- The Washington Times - Thursday, September 8, 2005

The Justice Department yesterday challenged a National Association of Realtors policy it said stifles competition from real estate brokers who use the Internet to offer better services and lower costs to consumers.

In a lawsuit filed in U.S. District Court in Chicago, the department challenged the group’s policy of allowing its members to exclude their listings from other brokers’ Web sites.

The practice threatens to prop up an outmoded business model and harm consumers who want to reduce their costs, the suit says.

“The purchase of a home is one of the most significant financial decisions a family can make, and NAR’s policy stifles competition to advantage some of its members at the expense of home buyers and sellers across the country,” said Deputy Assistant Attorney General J. Bruce McDonald. “Consumers benefit when real estate brokers are free to compete vigorously by offering innovative services.”

Although the NAR yesterday adopted a revised policy, the new steps weren’t enough to ward off the lawsuit because the group retained brokers’ ability to discriminate against competitors who post listings online, Mr. McDonald said.

The association said its new policy took into account Justice Department concerns. Initially, listing agents were allowed to withhold information on available homes from specific Web sites. The revised policy says that, when an agent chooses, listings will not be displayed on any Web site.

“The policy does not discriminate against any brokerage model, including discount brokers,” said Al Mansell, president of the association.

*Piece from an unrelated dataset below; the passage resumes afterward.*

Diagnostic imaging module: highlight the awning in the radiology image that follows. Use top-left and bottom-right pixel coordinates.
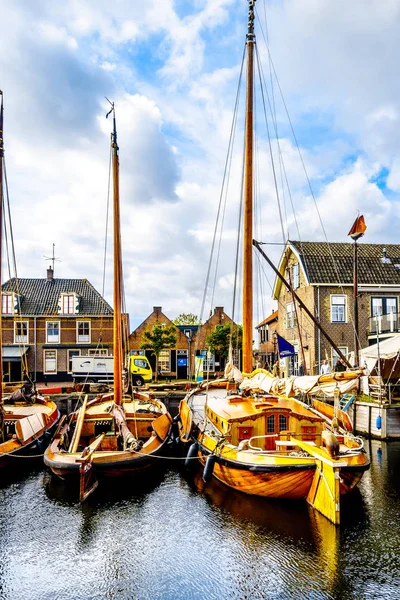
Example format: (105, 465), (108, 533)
(2, 346), (29, 362)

In most markets, brokers share information about properties for sale, known as listings, through the local Multiple Listing Service — a joint venture among competing brokers. It said participation in the MLS makes it possible for a broker to provide customers with listings for all properties for sale in the community, which is critical to compete in the local market.

Traditionally, brokers provide listings for properties to their customers in a variety of ways, such as by hand at their offices or by mail, fax or e-mail. Some brokers have begun offering services to their customers over the Internet, the Justice Department said, using office Web sites or password-protected Internet sites that allow customers to search the MLS database on their own.

Delivering listings over the Internet, the department said, gives Web-savvy consumers more control over their search for a home, allowing them to educate themselves about their options at their own pace. It said this allows brokers to reduce the time agents spend searching the MLS database or showing homes the customer dislikes.

In its suit, the department said NAR’s policy restrains competition by requiring NAR-affiliated MLSs to adopt rules that allow brokers to withhold clients’ listings from other brokers’ Web sites by means of an “opt out.”

In essence, the suit said, the policy enables traditional brokers to block their competitors’ customers from having full online access to all the MLS listings.

The suit said the NAR policy significantly alters the rules that govern MLSs by permitting traditional brokers to discriminate against other brokers based on their business model, denying them the full benefits of MLS participation.